Knowledge regarding what outcomes PwPD prioritize is limited. Nisenzon et al. [9] investigated treatment success and expectations from a PwPD perspective by using a questionnaire tapping 10 investigator predefined disease areas. They found that PwPD rated walking, slowness, fatigue, sleep and activities of daily living as the most important areas to see improvements in [9]. This is largely in accordance with results from another study that identified fatigue, sleep, pain, depression and mobility as significant predictors of illness-related distress in PD [10]. In a recent mixed-methods study, we used a participant-driven approach (concept mapping) to identify and conceptually map out prioritized areas for outcome measurement in clinical PD trials from the perspectives of two main end-user stake holders, PwPD and health care professionals (HCPs) [11]. Among identified prioritized areas for outcome measurement, quality of life, walking, sleep and psychological wellbeing were regarded the most important ones.
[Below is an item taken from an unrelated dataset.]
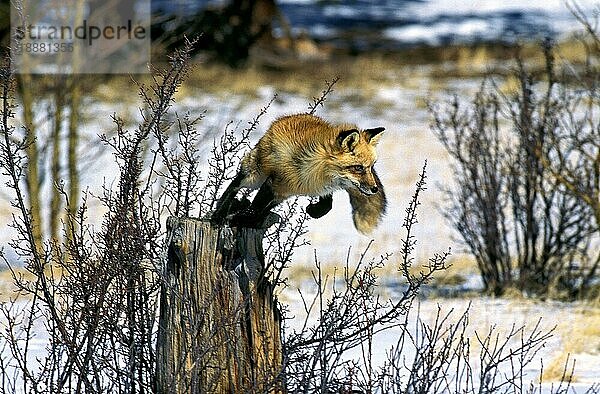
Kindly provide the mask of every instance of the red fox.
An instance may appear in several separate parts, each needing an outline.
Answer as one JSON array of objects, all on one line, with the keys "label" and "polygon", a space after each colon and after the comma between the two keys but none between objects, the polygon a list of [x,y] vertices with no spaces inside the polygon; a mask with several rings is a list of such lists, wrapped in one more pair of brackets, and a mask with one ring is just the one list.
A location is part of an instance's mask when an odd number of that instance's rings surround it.
[{"label": "red fox", "polygon": [[359,130],[309,114],[277,119],[241,161],[238,174],[218,201],[212,219],[223,222],[240,188],[259,189],[252,204],[233,215],[234,225],[260,225],[269,211],[294,195],[318,196],[306,212],[319,218],[331,210],[332,193],[346,190],[354,226],[370,233],[386,209],[375,173],[375,147],[383,127]]}]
However, that study did not differentiate the perspectives of PwPD and HCPs. Hence, the degree of concurrence in their respective conceptualizations and prioritizations remains unclear. In this study, we therefore reanalyzed the data from Sjodahl Hammarlund et al. [11] in order to contrast the perspectives of PwPD to that of HCPs regarding prioritized areas for outcome measurement in clinical PD trials.

Methods

Concept mapping

Concept mapping is a mixed-method combining qualitative and quantitative methodologies in order to explore phenomena, reveal their structures and discover new meaning [12, 13].
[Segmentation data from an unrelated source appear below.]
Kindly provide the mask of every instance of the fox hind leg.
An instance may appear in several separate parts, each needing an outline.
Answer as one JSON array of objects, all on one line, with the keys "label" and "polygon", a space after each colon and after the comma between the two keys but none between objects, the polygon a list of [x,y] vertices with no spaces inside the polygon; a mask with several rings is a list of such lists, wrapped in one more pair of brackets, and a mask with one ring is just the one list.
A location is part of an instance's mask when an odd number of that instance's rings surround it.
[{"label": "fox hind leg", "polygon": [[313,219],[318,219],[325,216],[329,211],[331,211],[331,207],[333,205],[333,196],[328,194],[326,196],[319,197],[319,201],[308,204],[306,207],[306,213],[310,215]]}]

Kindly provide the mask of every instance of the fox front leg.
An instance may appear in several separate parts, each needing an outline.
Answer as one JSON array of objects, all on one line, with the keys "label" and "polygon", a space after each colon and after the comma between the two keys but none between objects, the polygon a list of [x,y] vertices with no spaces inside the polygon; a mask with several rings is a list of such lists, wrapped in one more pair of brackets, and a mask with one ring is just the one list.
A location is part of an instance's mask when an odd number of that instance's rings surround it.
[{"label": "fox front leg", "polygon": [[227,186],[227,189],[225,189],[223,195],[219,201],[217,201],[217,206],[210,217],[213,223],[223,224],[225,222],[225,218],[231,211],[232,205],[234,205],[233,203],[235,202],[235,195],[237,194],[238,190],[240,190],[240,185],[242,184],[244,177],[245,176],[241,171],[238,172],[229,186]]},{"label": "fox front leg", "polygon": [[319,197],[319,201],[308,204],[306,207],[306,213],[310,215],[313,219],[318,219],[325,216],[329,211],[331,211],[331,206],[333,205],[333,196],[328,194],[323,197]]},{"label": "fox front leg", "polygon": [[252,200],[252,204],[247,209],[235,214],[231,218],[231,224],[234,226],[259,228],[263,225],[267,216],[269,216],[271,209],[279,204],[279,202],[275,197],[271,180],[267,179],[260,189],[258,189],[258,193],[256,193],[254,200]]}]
Concept mapping is conducted in multiple steps: statement/item generation through brainstorming, sorting and rating, data analysis and interpretation. First, a focus prompt is developed to guide the generation of data (statements/items). Statements are then sorted according to their perceived conceptual similarities and each statement is rated, typically regarding its importance in relation to the focus prompt. The sorted data are analyzed by multidimensional scaling (MDS) to depict relationships among statements/items in a 2D map. Cluster analysis is then used to identify relevant and interpretable clusters of statements representing specific aspects. Finally, the map is interpreted qualitatively. The general concept mapping procedure is described in detail elsewhere [12, 13].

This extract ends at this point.